First Picture of new Motorola iTunes Phone?
swissfondue writes "macprime.ch. is reporting a link to a pdf presentation by Motorola's North Asia manager Michael Tatelman, VP and GM Mobile devices, made on 21 June 2005 to analysts of Morgan Stanley in Beijing.
Page 15 of the presentation shows a picture of a yet unknown Motorola phone playing iTunes visualizer, with the usual Apple logo.
The silhouette of the phone is not in RAZR style, but in PEBL. It seems to also be featuring a scroll wheel."
"I will never combine an iPod with a cell phone" - Steve Jobs.
"There will never be unions in my plants" - Henry Ford.
In the middle of the presentation there's a slide titled "Changing the Game in Candy Bars" with some cool phones in the background.
These are some really hot products. I wish I had these guys on-board last time I did a demo to a client! But I wonder if cell phones are the new candy bars for geeks?
Candy bars, I would guess, are a fairly stable commodity. A Mars bar last year is going to be the same as this year. Eye candy, sure, but not candy bars.
Will all that consumer production value, it makes you wonder how much these companies actually pay product designers to keep new stuff churning out. There's got to be a lot of money in that business. Everybody's getting into it.
Love Boat Meets Santa's Workshop?
Now they actually have to superimpose them on top of each other (note how the scroll pad intersects the number keys)- Don't these designers understand that this is a horrible design?
It's so obvious what to do: The scroll wheel is great for picking songs and numbers to call out of the address book- For numbers, just use voice recognition: Having a recognizer just for digits works fantastically already- Heck, they wouldn't even have to do the recognition in the handset, but use a central server to handle that part, if it requires too many computrons!
For crissakes, the whole point of the scroll pad is that it is a versatile input device- The scroll pad is all you need!
http://www.mobilemagazine.com/archives/2005/05/mo
However as every monthly offer normally throws in a free phone better than the basic models. So just don't use what you don't like on the free phone.
Actually, I agree with the grandparent poster. It is hard to find a simple phone and even if you don't use the functions of a complex phone, it is still harder to use than a basic phone. For example. My last (fairly basic) phone finally died so I bought the simplest and cheapest phone my provider offered. It is a piece of poorly designed crap, and the complexity of unneeded features makes it hard to use. I think this is at least partially intentional.
The one thing I do more than anything else in my phone is open the phonebook, select an entry, and dial it. On my old phone this was 3 key-presses, two of which were the same key. On my new phone it is nine key-presses, most of which are different keys. The easiest thing to do on my new phone is download new ringtones/color schemes/and pictures all of which cost money and none of which I'm interested in. In fact dropping something on my phone could download a random online item. Maybe this is unintentional, but I doubt it.
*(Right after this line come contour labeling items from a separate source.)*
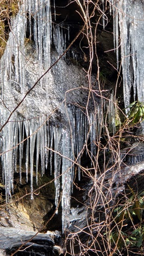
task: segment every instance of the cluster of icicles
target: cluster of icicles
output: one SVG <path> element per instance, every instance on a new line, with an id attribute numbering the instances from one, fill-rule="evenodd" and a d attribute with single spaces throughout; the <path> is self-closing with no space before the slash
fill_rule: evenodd
<path id="1" fill-rule="evenodd" d="M 28 15 L 28 23 L 27 17 Z M 14 97 L 11 97 L 12 86 L 11 84 L 13 81 L 19 85 L 21 98 L 26 92 L 24 41 L 28 31 L 30 38 L 32 34 L 34 38 L 36 58 L 39 63 L 39 76 L 42 74 L 42 66 L 43 68 L 44 65 L 46 70 L 51 66 L 52 21 L 50 1 L 26 0 L 20 7 L 20 11 L 16 17 L 11 20 L 11 32 L 9 34 L 7 46 L 0 63 L 1 125 L 7 121 L 10 111 L 12 111 L 17 104 Z M 68 38 L 68 27 L 67 33 L 67 36 Z M 53 38 L 55 49 L 60 55 L 65 49 L 66 35 L 62 34 L 62 29 L 60 29 L 59 26 L 55 26 L 54 28 Z M 73 57 L 77 58 L 76 54 Z M 59 67 L 60 72 L 60 64 L 59 64 Z M 46 81 L 48 79 L 48 74 L 45 79 Z M 41 83 L 42 83 L 41 80 Z M 111 108 L 111 105 L 109 107 Z M 23 117 L 15 111 L 3 129 L 0 138 L 3 182 L 5 186 L 7 202 L 9 202 L 14 191 L 15 172 L 20 173 L 21 182 L 23 154 L 26 158 L 27 182 L 28 174 L 29 172 L 30 173 L 32 199 L 33 198 L 34 176 L 36 177 L 34 178 L 36 178 L 37 183 L 39 162 L 41 163 L 42 176 L 48 166 L 50 166 L 51 174 L 54 170 L 56 207 L 58 205 L 60 186 L 62 186 L 62 229 L 64 230 L 67 223 L 67 215 L 70 213 L 74 170 L 76 165 L 80 179 L 80 152 L 84 150 L 84 145 L 87 139 L 87 134 L 89 132 L 89 139 L 91 142 L 91 155 L 93 157 L 96 154 L 95 141 L 96 136 L 99 136 L 99 133 L 98 132 L 96 134 L 96 131 L 101 130 L 99 124 L 102 123 L 101 111 L 102 108 L 99 107 L 98 111 L 99 122 L 97 121 L 98 118 L 96 120 L 95 115 L 92 113 L 90 114 L 88 121 L 86 115 L 80 109 L 70 107 L 68 115 L 71 129 L 69 127 L 67 129 L 49 124 L 46 116 L 42 117 L 42 115 L 41 115 L 39 118 L 35 118 L 35 113 L 33 113 L 33 110 L 29 113 L 29 117 L 25 117 L 26 120 L 22 121 Z M 25 146 L 24 147 L 22 142 L 25 139 L 26 135 L 27 139 L 25 140 Z M 18 145 L 18 147 L 17 146 Z M 53 148 L 55 152 L 48 150 L 48 148 Z M 35 152 L 36 163 L 34 160 Z M 18 168 L 18 165 L 20 166 Z M 34 170 L 34 165 L 35 167 Z M 60 175 L 62 176 L 61 179 L 60 179 Z M 61 185 L 60 179 L 62 180 Z"/>
<path id="2" fill-rule="evenodd" d="M 27 15 L 26 15 L 27 14 Z M 29 22 L 27 22 L 28 14 Z M 33 20 L 33 24 L 32 20 Z M 16 105 L 16 102 L 11 98 L 11 83 L 20 85 L 22 98 L 26 93 L 25 77 L 25 46 L 26 32 L 28 31 L 30 38 L 33 36 L 35 41 L 36 59 L 39 63 L 39 75 L 41 76 L 42 66 L 46 70 L 51 66 L 51 43 L 52 40 L 52 21 L 50 1 L 26 0 L 20 7 L 20 11 L 15 18 L 11 20 L 11 32 L 7 42 L 7 46 L 1 60 L 1 124 L 7 121 L 10 111 Z M 53 41 L 55 49 L 60 55 L 66 47 L 66 35 L 62 34 L 62 29 L 59 26 L 54 28 Z M 69 38 L 69 29 L 67 28 Z M 74 54 L 74 58 L 77 58 Z M 11 61 L 14 59 L 14 61 Z M 60 65 L 59 65 L 60 72 Z M 46 79 L 48 79 L 48 74 Z M 46 80 L 47 81 L 47 80 Z M 42 83 L 42 80 L 41 81 Z M 111 115 L 109 120 L 114 116 L 114 108 L 112 104 L 112 95 L 109 101 Z M 6 107 L 8 106 L 8 108 Z M 102 104 L 102 103 L 101 103 Z M 22 121 L 23 118 L 17 111 L 12 115 L 10 121 L 4 127 L 1 135 L 1 153 L 3 168 L 3 182 L 5 185 L 7 202 L 11 196 L 14 190 L 14 174 L 20 172 L 20 181 L 22 179 L 22 163 L 24 153 L 22 142 L 26 135 L 26 171 L 27 181 L 28 179 L 29 164 L 30 163 L 32 198 L 33 197 L 34 165 L 35 165 L 36 180 L 37 183 L 39 162 L 40 158 L 41 174 L 50 166 L 52 174 L 54 170 L 55 186 L 55 205 L 58 205 L 60 196 L 60 176 L 62 176 L 62 229 L 66 227 L 67 215 L 70 213 L 71 193 L 76 165 L 78 167 L 79 179 L 80 178 L 81 152 L 84 150 L 84 145 L 87 139 L 91 143 L 91 156 L 96 152 L 95 141 L 100 136 L 101 126 L 102 124 L 102 107 L 98 109 L 98 116 L 90 114 L 89 120 L 86 115 L 79 109 L 70 107 L 68 110 L 71 129 L 64 129 L 49 125 L 46 117 L 35 119 L 34 113 L 29 113 L 29 120 Z M 113 132 L 115 132 L 115 122 L 111 120 Z M 100 125 L 101 124 L 101 125 Z M 98 131 L 98 132 L 96 132 Z M 18 147 L 17 146 L 19 144 Z M 52 150 L 53 149 L 54 152 Z M 34 163 L 34 154 L 36 151 L 36 163 Z M 18 161 L 17 155 L 18 155 Z M 75 164 L 74 164 L 75 162 Z M 17 170 L 17 163 L 20 167 Z M 52 163 L 54 166 L 52 167 Z"/>
<path id="3" fill-rule="evenodd" d="M 121 47 L 125 107 L 136 98 L 144 102 L 144 11 L 141 0 L 110 0 L 114 15 L 114 48 L 117 68 Z M 118 31 L 120 35 L 118 34 Z M 120 40 L 120 36 L 121 40 Z"/>

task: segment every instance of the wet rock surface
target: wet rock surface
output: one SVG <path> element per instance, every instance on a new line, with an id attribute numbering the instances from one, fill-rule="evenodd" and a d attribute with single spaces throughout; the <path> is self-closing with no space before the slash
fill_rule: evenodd
<path id="1" fill-rule="evenodd" d="M 57 247 L 54 248 L 54 240 L 58 241 L 60 234 L 57 233 L 37 234 L 35 232 L 24 231 L 15 228 L 0 228 L 1 251 L 7 255 L 11 255 L 22 244 L 18 252 L 15 255 L 46 255 L 47 256 L 59 255 Z M 1 254 L 0 254 L 1 255 Z"/>

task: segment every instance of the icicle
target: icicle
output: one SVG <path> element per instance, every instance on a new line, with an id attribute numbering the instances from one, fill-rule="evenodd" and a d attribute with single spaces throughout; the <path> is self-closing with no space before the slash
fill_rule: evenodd
<path id="1" fill-rule="evenodd" d="M 62 134 L 61 129 L 55 128 L 54 129 L 54 151 L 62 152 Z M 55 188 L 55 205 L 57 207 L 60 194 L 60 174 L 61 157 L 57 153 L 54 153 L 54 184 Z"/>
<path id="2" fill-rule="evenodd" d="M 38 183 L 39 160 L 40 153 L 40 131 L 36 133 L 36 182 Z"/>
<path id="3" fill-rule="evenodd" d="M 52 127 L 50 127 L 50 148 L 53 148 L 53 130 Z M 53 152 L 51 150 L 50 151 L 50 158 L 49 158 L 49 162 L 50 162 L 50 166 L 51 166 L 51 175 L 52 175 L 52 157 L 53 157 Z"/>
<path id="4" fill-rule="evenodd" d="M 19 133 L 19 143 L 20 143 L 19 145 L 19 159 L 20 159 L 20 183 L 22 183 L 22 122 L 18 122 L 18 133 Z"/>
<path id="5" fill-rule="evenodd" d="M 35 148 L 35 141 L 37 127 L 33 120 L 29 122 L 29 134 L 30 137 L 30 188 L 31 188 L 31 199 L 33 199 L 33 168 L 34 168 L 34 153 Z M 33 135 L 32 135 L 33 134 Z"/>
<path id="6" fill-rule="evenodd" d="M 53 0 L 53 7 L 54 7 L 54 20 L 55 21 L 56 21 L 56 11 L 55 11 L 55 0 Z"/>
<path id="7" fill-rule="evenodd" d="M 70 158 L 71 145 L 70 134 L 68 131 L 63 130 L 62 133 L 62 155 Z M 70 211 L 70 199 L 71 193 L 71 161 L 65 157 L 62 158 L 62 232 L 67 224 L 67 216 Z"/>
<path id="8" fill-rule="evenodd" d="M 28 121 L 24 121 L 24 127 L 27 138 L 29 136 L 29 124 Z M 28 180 L 28 159 L 29 159 L 29 139 L 27 140 L 26 155 L 26 179 L 27 182 Z"/>

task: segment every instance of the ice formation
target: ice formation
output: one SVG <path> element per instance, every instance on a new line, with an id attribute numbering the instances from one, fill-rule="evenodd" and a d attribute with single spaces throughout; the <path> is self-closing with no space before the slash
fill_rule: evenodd
<path id="1" fill-rule="evenodd" d="M 34 79 L 36 76 L 41 76 L 51 66 L 52 26 L 49 2 L 49 0 L 26 0 L 20 7 L 20 11 L 16 17 L 11 20 L 11 32 L 9 33 L 7 46 L 0 62 L 1 126 L 5 123 L 17 103 L 33 85 L 28 79 L 29 73 L 27 71 L 26 72 L 29 63 L 31 62 L 34 66 L 39 66 L 39 74 L 34 73 Z M 57 19 L 55 14 L 55 18 Z M 58 25 L 55 26 L 53 29 L 53 42 L 57 54 L 60 56 L 65 50 L 66 37 L 70 39 L 69 27 L 67 28 L 67 35 Z M 29 35 L 29 38 L 26 40 L 27 33 Z M 36 58 L 34 59 L 32 56 L 29 63 L 29 60 L 26 55 L 26 45 L 27 41 L 30 43 L 32 38 L 34 41 Z M 77 58 L 73 54 L 74 57 Z M 28 96 L 27 103 L 20 106 L 17 111 L 14 113 L 1 132 L 0 142 L 7 202 L 9 201 L 14 190 L 14 172 L 20 172 L 21 181 L 24 154 L 24 145 L 22 142 L 25 140 L 26 172 L 27 181 L 28 174 L 30 173 L 32 199 L 33 198 L 34 173 L 36 173 L 37 183 L 40 159 L 42 176 L 48 166 L 50 166 L 51 173 L 54 170 L 56 207 L 58 205 L 61 185 L 62 187 L 64 230 L 70 213 L 74 168 L 77 165 L 80 179 L 80 158 L 85 150 L 87 134 L 89 134 L 88 139 L 91 143 L 91 157 L 95 159 L 96 152 L 95 141 L 100 136 L 102 123 L 102 103 L 98 104 L 98 114 L 90 113 L 89 120 L 85 113 L 80 108 L 70 105 L 67 106 L 66 115 L 68 127 L 62 126 L 62 124 L 61 126 L 55 123 L 53 124 L 52 122 L 49 123 L 47 116 L 48 113 L 49 114 L 48 102 L 51 99 L 49 99 L 48 92 L 51 90 L 52 95 L 53 76 L 57 73 L 59 79 L 61 79 L 64 65 L 60 61 L 51 71 L 53 74 L 49 72 L 41 79 L 39 84 L 40 89 L 33 92 L 32 98 Z M 60 91 L 61 88 L 60 84 L 58 90 Z M 35 93 L 39 97 L 35 97 Z M 42 98 L 43 95 L 45 98 Z M 54 104 L 54 97 L 51 100 Z M 46 102 L 45 104 L 43 101 Z M 66 112 L 65 105 L 61 108 L 63 108 L 63 111 Z M 49 152 L 48 148 L 50 149 Z M 53 153 L 51 149 L 54 152 Z M 34 154 L 36 154 L 36 163 L 34 163 Z M 20 166 L 19 170 L 17 164 Z M 34 167 L 34 165 L 35 167 Z M 62 184 L 60 182 L 60 175 L 62 175 Z"/>
<path id="2" fill-rule="evenodd" d="M 121 46 L 126 107 L 130 101 L 135 99 L 144 102 L 143 1 L 111 0 L 110 2 L 114 14 L 114 47 L 116 49 L 117 67 L 120 67 L 118 48 Z"/>

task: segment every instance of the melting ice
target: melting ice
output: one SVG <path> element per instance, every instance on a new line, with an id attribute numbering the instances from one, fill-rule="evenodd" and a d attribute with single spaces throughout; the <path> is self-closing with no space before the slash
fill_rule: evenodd
<path id="1" fill-rule="evenodd" d="M 5 123 L 11 111 L 22 99 L 28 89 L 32 86 L 29 79 L 28 79 L 30 72 L 28 71 L 27 67 L 29 66 L 31 72 L 33 72 L 33 77 L 30 77 L 30 79 L 34 83 L 35 78 L 38 78 L 51 66 L 53 57 L 51 54 L 52 26 L 49 1 L 26 1 L 20 7 L 20 11 L 15 18 L 12 18 L 11 26 L 11 32 L 9 34 L 7 46 L 0 62 L 1 125 Z M 67 40 L 70 39 L 69 27 L 67 29 L 67 35 L 65 32 L 63 32 L 62 28 L 58 25 L 55 26 L 53 29 L 53 42 L 57 55 L 59 56 L 66 48 L 66 37 Z M 29 35 L 27 41 L 26 39 L 26 34 Z M 33 47 L 32 38 L 34 41 L 36 57 L 34 57 L 33 55 L 29 60 L 26 55 L 26 45 L 29 41 L 32 47 Z M 51 113 L 51 105 L 53 104 L 54 108 L 58 107 L 57 99 L 53 92 L 53 76 L 54 76 L 55 74 L 57 74 L 59 79 L 57 84 L 59 93 L 58 92 L 57 97 L 60 104 L 61 102 L 59 96 L 63 90 L 60 81 L 62 80 L 61 76 L 62 68 L 65 66 L 62 63 L 64 60 L 61 61 L 51 72 L 49 72 L 41 80 L 38 89 L 35 89 L 32 92 L 33 97 L 31 98 L 30 96 L 28 96 L 26 104 L 23 104 L 17 111 L 13 114 L 9 122 L 2 131 L 0 143 L 3 181 L 5 185 L 7 202 L 9 201 L 14 190 L 14 172 L 19 172 L 21 182 L 22 161 L 24 151 L 21 142 L 24 139 L 24 134 L 29 138 L 26 141 L 26 173 L 28 181 L 30 164 L 32 198 L 33 197 L 34 164 L 36 165 L 36 180 L 37 183 L 40 158 L 42 176 L 48 165 L 51 173 L 53 169 L 54 170 L 56 207 L 58 205 L 60 196 L 60 175 L 62 172 L 61 187 L 63 192 L 61 202 L 63 209 L 62 228 L 64 229 L 67 224 L 67 216 L 70 213 L 74 168 L 77 165 L 80 179 L 82 171 L 80 158 L 85 149 L 84 145 L 87 141 L 87 134 L 89 133 L 91 157 L 95 159 L 96 152 L 95 141 L 96 137 L 100 136 L 102 124 L 101 111 L 102 109 L 101 103 L 100 105 L 97 105 L 98 115 L 90 113 L 88 122 L 86 113 L 80 108 L 70 105 L 67 110 L 67 115 L 65 114 L 68 124 L 67 127 L 64 125 L 62 126 L 62 121 L 60 125 L 57 125 L 57 122 L 54 121 L 49 122 L 47 113 Z M 35 68 L 36 70 L 38 68 L 38 74 L 36 72 L 35 73 Z M 65 72 L 65 79 L 66 76 L 66 72 Z M 55 78 L 55 76 L 54 77 Z M 43 86 L 43 84 L 45 85 Z M 76 87 L 77 86 L 73 85 Z M 53 96 L 52 98 L 51 95 L 51 97 Z M 51 102 L 51 104 L 49 105 L 48 102 Z M 112 108 L 111 104 L 109 107 Z M 66 113 L 65 104 L 61 105 L 60 108 L 63 112 Z M 65 120 L 64 123 L 65 122 Z M 18 148 L 16 146 L 18 143 L 20 143 Z M 50 152 L 48 152 L 47 148 L 53 149 L 54 154 L 51 149 Z M 34 163 L 35 151 L 36 163 Z M 18 155 L 19 170 L 17 167 Z"/>

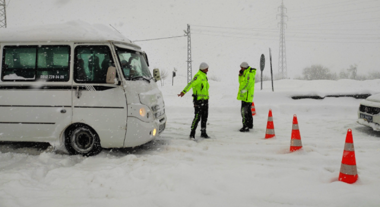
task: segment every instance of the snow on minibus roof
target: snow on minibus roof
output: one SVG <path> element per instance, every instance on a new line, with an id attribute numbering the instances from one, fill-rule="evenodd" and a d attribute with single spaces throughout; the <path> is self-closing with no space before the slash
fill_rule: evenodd
<path id="1" fill-rule="evenodd" d="M 0 30 L 2 42 L 109 41 L 135 45 L 108 26 L 91 25 L 80 20 Z"/>

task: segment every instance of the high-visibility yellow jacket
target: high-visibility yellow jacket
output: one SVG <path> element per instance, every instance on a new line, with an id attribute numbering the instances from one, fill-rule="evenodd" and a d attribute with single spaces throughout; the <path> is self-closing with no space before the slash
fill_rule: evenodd
<path id="1" fill-rule="evenodd" d="M 196 97 L 197 100 L 206 100 L 209 99 L 209 87 L 210 86 L 206 73 L 200 70 L 194 76 L 193 80 L 187 84 L 182 92 L 186 93 L 190 90 L 190 89 L 192 88 L 193 94 L 195 96 L 194 98 Z"/>
<path id="2" fill-rule="evenodd" d="M 239 76 L 239 93 L 238 100 L 246 102 L 252 103 L 253 100 L 255 91 L 255 76 L 256 69 L 249 67 L 244 71 L 242 75 Z"/>

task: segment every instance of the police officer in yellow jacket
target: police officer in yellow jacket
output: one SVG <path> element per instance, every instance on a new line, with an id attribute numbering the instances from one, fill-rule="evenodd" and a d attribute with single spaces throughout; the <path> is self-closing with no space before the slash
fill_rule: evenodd
<path id="1" fill-rule="evenodd" d="M 182 97 L 185 94 L 193 89 L 193 102 L 195 109 L 195 115 L 191 125 L 191 132 L 189 139 L 195 140 L 195 130 L 198 123 L 201 121 L 201 137 L 205 139 L 210 138 L 206 133 L 206 125 L 209 115 L 209 85 L 207 79 L 207 72 L 209 65 L 202 62 L 199 66 L 199 71 L 194 76 L 193 80 L 187 85 L 179 96 Z"/>
<path id="2" fill-rule="evenodd" d="M 241 101 L 241 112 L 243 118 L 243 128 L 240 130 L 241 132 L 249 132 L 249 129 L 253 128 L 253 118 L 251 112 L 251 106 L 253 99 L 256 75 L 256 69 L 249 67 L 246 62 L 243 62 L 240 64 L 237 99 Z"/>

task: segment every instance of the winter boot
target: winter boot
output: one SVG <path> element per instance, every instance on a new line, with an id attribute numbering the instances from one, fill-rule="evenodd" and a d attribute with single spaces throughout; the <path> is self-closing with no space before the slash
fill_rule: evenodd
<path id="1" fill-rule="evenodd" d="M 189 139 L 190 140 L 195 140 L 195 131 L 192 131 L 190 132 L 190 135 L 189 136 Z"/>
<path id="2" fill-rule="evenodd" d="M 206 133 L 206 129 L 201 130 L 201 137 L 205 139 L 208 139 L 211 138 L 207 135 L 207 133 Z"/>
<path id="3" fill-rule="evenodd" d="M 240 131 L 240 132 L 249 132 L 249 129 L 246 126 L 243 126 L 242 128 L 240 129 L 240 130 L 239 130 L 239 131 Z"/>

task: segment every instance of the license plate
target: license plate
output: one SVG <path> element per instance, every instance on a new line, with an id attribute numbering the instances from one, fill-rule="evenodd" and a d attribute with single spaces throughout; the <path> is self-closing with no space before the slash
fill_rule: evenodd
<path id="1" fill-rule="evenodd" d="M 158 127 L 158 132 L 161 132 L 162 130 L 165 129 L 165 124 L 164 124 Z"/>
<path id="2" fill-rule="evenodd" d="M 364 114 L 360 114 L 360 118 L 363 118 L 370 123 L 372 123 L 372 116 Z"/>

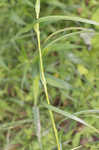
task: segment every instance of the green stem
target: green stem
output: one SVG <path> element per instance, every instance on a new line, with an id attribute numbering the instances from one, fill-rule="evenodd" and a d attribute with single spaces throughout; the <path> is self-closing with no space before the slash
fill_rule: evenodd
<path id="1" fill-rule="evenodd" d="M 37 15 L 37 19 L 38 18 L 39 18 L 39 15 Z M 50 104 L 50 100 L 49 100 L 49 96 L 48 96 L 48 90 L 47 90 L 47 84 L 46 84 L 46 79 L 45 79 L 45 75 L 44 75 L 44 68 L 43 68 L 43 60 L 42 60 L 41 44 L 40 44 L 39 23 L 36 24 L 36 33 L 37 33 L 38 49 L 39 49 L 39 57 L 40 57 L 41 79 L 42 79 L 42 84 L 44 86 L 44 91 L 45 91 L 47 103 Z M 58 132 L 57 132 L 56 125 L 55 125 L 54 116 L 53 116 L 53 113 L 52 113 L 51 110 L 49 110 L 49 114 L 50 114 L 53 130 L 54 130 L 54 134 L 55 134 L 55 137 L 56 137 L 57 147 L 58 147 L 58 150 L 60 150 L 60 144 L 59 144 L 59 139 L 58 139 Z"/>

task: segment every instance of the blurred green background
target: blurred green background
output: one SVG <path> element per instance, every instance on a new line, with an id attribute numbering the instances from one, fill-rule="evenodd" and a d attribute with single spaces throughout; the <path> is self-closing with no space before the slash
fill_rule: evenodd
<path id="1" fill-rule="evenodd" d="M 40 17 L 49 15 L 78 16 L 99 22 L 99 1 L 41 0 Z M 48 110 L 42 107 L 46 100 L 32 25 L 35 16 L 34 0 L 0 0 L 0 150 L 40 150 L 41 147 L 56 150 Z M 72 114 L 99 110 L 99 27 L 73 21 L 41 23 L 42 49 L 51 33 L 69 27 L 89 28 L 93 34 L 72 35 L 51 45 L 44 53 L 51 104 Z M 76 31 L 64 31 L 50 41 L 73 32 Z M 35 101 L 37 114 L 33 113 Z M 77 146 L 79 150 L 99 149 L 99 134 L 59 114 L 54 116 L 63 150 Z M 96 113 L 79 117 L 99 129 Z M 35 123 L 37 127 L 39 122 L 41 136 L 37 138 L 39 129 Z"/>

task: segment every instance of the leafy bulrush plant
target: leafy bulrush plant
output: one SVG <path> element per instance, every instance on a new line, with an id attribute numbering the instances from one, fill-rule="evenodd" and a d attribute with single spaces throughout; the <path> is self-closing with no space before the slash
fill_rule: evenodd
<path id="1" fill-rule="evenodd" d="M 60 32 L 65 31 L 65 30 L 73 30 L 73 29 L 75 30 L 76 29 L 76 30 L 81 30 L 81 31 L 75 32 L 75 33 L 66 34 L 66 35 L 63 35 L 63 36 L 61 36 L 59 38 L 56 38 L 52 42 L 48 43 L 43 48 L 43 52 L 42 52 L 42 50 L 41 50 L 41 42 L 40 42 L 40 28 L 39 28 L 39 24 L 41 22 L 55 22 L 55 21 L 60 21 L 60 20 L 68 20 L 68 21 L 71 20 L 71 21 L 76 21 L 76 22 L 83 22 L 83 23 L 87 23 L 87 24 L 92 24 L 92 25 L 96 25 L 96 26 L 99 26 L 99 23 L 95 22 L 95 21 L 87 20 L 87 19 L 82 19 L 82 18 L 78 18 L 78 17 L 70 17 L 70 16 L 46 16 L 46 17 L 43 17 L 43 18 L 39 18 L 39 14 L 40 14 L 40 0 L 36 0 L 35 11 L 36 11 L 36 19 L 37 19 L 37 21 L 35 21 L 33 24 L 35 24 L 34 25 L 34 30 L 35 30 L 35 32 L 37 34 L 37 41 L 38 41 L 41 81 L 42 81 L 42 84 L 44 86 L 44 91 L 45 91 L 46 100 L 47 100 L 47 105 L 45 104 L 44 106 L 49 109 L 49 114 L 50 114 L 53 130 L 54 130 L 54 134 L 55 134 L 55 137 L 56 137 L 57 149 L 58 150 L 62 150 L 61 144 L 60 144 L 60 141 L 59 141 L 59 137 L 58 137 L 58 131 L 57 131 L 57 128 L 56 128 L 56 125 L 55 125 L 54 116 L 53 116 L 52 111 L 55 111 L 55 112 L 57 112 L 59 114 L 62 114 L 64 116 L 68 117 L 68 118 L 76 120 L 77 122 L 80 122 L 81 124 L 83 124 L 85 126 L 88 126 L 89 128 L 91 128 L 92 130 L 94 130 L 97 133 L 99 133 L 99 130 L 94 128 L 93 126 L 89 125 L 88 123 L 86 123 L 82 119 L 78 118 L 77 116 L 71 115 L 71 114 L 69 114 L 67 112 L 64 112 L 64 111 L 62 111 L 62 110 L 60 110 L 60 109 L 50 105 L 48 89 L 47 89 L 47 81 L 46 81 L 46 77 L 45 77 L 45 73 L 44 73 L 42 54 L 44 53 L 44 51 L 46 53 L 46 49 L 49 46 L 53 45 L 54 43 L 58 42 L 61 39 L 64 39 L 64 38 L 66 38 L 68 36 L 72 36 L 73 34 L 80 34 L 80 33 L 83 33 L 85 31 L 92 32 L 92 30 L 88 30 L 88 29 L 85 29 L 85 28 L 79 28 L 79 27 L 78 28 L 70 28 L 70 29 L 69 28 L 61 29 L 61 30 L 53 33 L 52 35 L 50 35 L 46 39 L 46 41 L 49 40 L 50 38 L 52 38 L 53 35 L 56 35 L 56 34 L 58 34 Z M 77 147 L 77 148 L 80 148 L 80 147 Z"/>

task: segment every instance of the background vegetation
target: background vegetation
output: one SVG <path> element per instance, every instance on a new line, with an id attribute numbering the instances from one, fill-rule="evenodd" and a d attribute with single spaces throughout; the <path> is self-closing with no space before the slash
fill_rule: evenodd
<path id="1" fill-rule="evenodd" d="M 99 23 L 99 1 L 41 0 L 40 17 L 49 15 Z M 57 149 L 48 109 L 55 111 L 61 150 L 98 150 L 99 26 L 86 21 L 40 23 L 49 106 L 35 20 L 35 1 L 0 0 L 0 150 Z"/>

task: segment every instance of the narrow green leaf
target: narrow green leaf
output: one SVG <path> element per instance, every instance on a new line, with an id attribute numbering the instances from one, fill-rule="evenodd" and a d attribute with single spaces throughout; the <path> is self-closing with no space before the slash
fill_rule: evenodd
<path id="1" fill-rule="evenodd" d="M 37 106 L 33 107 L 33 118 L 34 118 L 33 120 L 35 125 L 36 136 L 38 137 L 40 148 L 42 149 L 40 114 L 39 114 L 39 108 Z"/>
<path id="2" fill-rule="evenodd" d="M 39 76 L 36 76 L 33 80 L 33 95 L 34 95 L 34 103 L 37 104 L 39 94 Z"/>
<path id="3" fill-rule="evenodd" d="M 47 17 L 42 17 L 39 18 L 38 20 L 34 21 L 33 24 L 36 23 L 41 23 L 41 22 L 55 22 L 55 21 L 60 21 L 60 20 L 68 20 L 68 21 L 75 21 L 75 22 L 82 22 L 82 23 L 87 23 L 87 24 L 93 24 L 96 26 L 99 26 L 99 22 L 89 20 L 89 19 L 84 19 L 80 17 L 71 17 L 71 16 L 47 16 Z"/>

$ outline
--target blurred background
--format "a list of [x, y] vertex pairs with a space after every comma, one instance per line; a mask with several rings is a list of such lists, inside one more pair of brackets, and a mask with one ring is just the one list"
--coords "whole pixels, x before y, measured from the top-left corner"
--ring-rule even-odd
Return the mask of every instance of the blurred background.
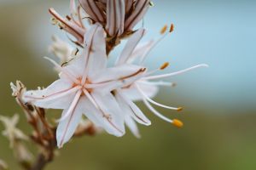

Not using the added features is not a good option if I still have to navigate through a dozen menus to get to the one or two basic features I do use. And anyone will tell you that pushing 9 keys while navigating through a bunch of menus is harder than pushing 3.
Remember this is the most basic phone still offered by my provider. They don't offer a simple phone not because there is no demand, but because they are hoping to sell you more crap. For the same reason they will not sell itunes phones when released. They already charge a dollar for a crappy midi songs that last 30 seconds. They sure don't want prices for high quality songs to be only a dollar and transferable from your computer because then they would not be able to gouge people who have foolishly become their customers. If only there was a phone provider that was not evil and greedy.
Snopes doesn't even have a 'true' or 'false' on it... perhaps that'd be a good project for them?
Actually, as much as I despise the Moto V710, I do have to admit that it has AMAZING voice recognition.
No training, completely speaker independant. It does exactly what you describe. You pick it up, tap a button, say "Call Bob", and it calls Bob.
In pretty much all other aspects it's a lousy product not deserving of the hype it recieved. Interesting that the one thing it does very well (voice rec) never got any hype at all.